Tags
Dr Stefania Tufi, Senior Lecturer in Italian, has had a new article published on the linguistic landscape of Venice, entitled Liminality, heterotopic sites, and the linguistic landscape. The case of Venice. Stefania tells us a little about it on today’s MLC blog.
It took a long time to see this project through to publication and in a way the process of writing itself (or, better, of working within the limits of verbal language for the task at hand) was as elusive as Venice. I started forming the idea of this article because every time I visit Venice, the experience generates a mix of contrasting feelings and reactions that range from astonishment (including the so-called Stendhal Syndrome) to claustrophobia – not many places on earth are able to provoke such a variety of responses, and all in one go!
After a careful observation of the local linguistic (and wider semiotic) landscape, I concluded that it contributed to the creation of a liminal space, a sort of in-betweenness which is neither here nor there, and the product of numberless representations and imaginings of Venice. This has been enhanced by historical characterisations, appropriations and recreations of Venice which are available to large audiences, and by the fact that nowadays tourists (and their languages) outnumber local inhabitants and vernaculars, therefore creating a peculiarly transnational space.
In the article I also refer to processes of language minoritisation (or deletion) that Italian is undergoing, both in the audioscape and in the written signscape (as exemplified in the images below), a phenomenon that participates in linguistic and cultural reterritorialization.

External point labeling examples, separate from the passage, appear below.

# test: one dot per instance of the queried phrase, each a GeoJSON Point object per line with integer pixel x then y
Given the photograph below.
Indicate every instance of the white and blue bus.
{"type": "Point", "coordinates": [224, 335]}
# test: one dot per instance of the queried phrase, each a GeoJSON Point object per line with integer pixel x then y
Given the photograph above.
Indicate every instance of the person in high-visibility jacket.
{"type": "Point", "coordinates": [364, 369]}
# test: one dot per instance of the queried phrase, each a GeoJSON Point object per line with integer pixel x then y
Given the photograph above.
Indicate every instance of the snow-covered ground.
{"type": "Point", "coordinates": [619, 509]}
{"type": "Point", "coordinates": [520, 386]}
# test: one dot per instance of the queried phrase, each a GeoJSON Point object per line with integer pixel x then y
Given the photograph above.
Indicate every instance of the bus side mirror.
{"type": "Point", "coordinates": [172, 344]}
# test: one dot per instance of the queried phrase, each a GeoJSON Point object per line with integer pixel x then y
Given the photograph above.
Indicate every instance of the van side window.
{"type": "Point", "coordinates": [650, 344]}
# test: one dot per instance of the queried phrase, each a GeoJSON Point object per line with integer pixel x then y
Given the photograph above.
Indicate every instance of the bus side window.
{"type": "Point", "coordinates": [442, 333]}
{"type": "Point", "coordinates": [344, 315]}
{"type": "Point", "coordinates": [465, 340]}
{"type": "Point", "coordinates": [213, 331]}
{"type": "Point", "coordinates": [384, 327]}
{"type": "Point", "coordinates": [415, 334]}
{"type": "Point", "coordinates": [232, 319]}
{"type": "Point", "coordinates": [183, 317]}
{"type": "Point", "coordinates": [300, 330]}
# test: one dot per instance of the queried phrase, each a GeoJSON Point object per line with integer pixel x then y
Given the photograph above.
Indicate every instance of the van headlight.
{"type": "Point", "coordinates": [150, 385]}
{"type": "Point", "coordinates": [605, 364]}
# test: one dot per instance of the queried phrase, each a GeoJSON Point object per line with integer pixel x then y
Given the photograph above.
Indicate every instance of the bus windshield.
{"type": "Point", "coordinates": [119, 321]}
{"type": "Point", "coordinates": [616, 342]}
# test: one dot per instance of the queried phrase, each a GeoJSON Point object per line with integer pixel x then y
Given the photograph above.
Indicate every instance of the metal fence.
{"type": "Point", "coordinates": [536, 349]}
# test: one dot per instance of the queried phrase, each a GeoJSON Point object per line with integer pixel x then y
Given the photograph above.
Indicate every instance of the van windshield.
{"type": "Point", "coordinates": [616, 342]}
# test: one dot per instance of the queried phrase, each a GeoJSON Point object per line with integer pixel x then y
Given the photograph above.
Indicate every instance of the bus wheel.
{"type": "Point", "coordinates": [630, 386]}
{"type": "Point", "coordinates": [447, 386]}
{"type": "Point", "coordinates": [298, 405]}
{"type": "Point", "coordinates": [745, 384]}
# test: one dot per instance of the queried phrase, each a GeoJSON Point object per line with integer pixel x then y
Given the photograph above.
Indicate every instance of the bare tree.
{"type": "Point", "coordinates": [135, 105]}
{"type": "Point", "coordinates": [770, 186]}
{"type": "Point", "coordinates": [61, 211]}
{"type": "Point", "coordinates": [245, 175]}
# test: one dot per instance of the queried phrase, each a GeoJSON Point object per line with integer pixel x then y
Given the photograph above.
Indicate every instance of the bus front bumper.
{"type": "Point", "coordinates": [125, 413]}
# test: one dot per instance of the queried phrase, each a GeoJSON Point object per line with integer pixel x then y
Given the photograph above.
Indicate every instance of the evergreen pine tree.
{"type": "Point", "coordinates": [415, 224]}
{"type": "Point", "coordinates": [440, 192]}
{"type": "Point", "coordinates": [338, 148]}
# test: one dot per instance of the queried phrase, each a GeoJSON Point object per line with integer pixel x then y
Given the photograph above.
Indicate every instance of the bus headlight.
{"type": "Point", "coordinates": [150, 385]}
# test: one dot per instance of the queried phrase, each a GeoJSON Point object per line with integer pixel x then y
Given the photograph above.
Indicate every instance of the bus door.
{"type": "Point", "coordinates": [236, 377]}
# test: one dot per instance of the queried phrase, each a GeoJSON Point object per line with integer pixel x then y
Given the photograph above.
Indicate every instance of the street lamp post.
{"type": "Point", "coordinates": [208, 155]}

Finally, one of the frameworks employed in the article is that of tourist-as-pilgrim in the consolidated walkscape regimes that most day-trippers follow in pursuit of key artistic landmarks. This ritualistic itinerary along established routes where written signs are often replaced by objects (such as the ubiquitous – and signless – souvenir shops displaying Venetian glass and masks) causes a dislocation of (real) place and the creation of a heterotopia – ‘another place’, which is simultaneously real and unreal.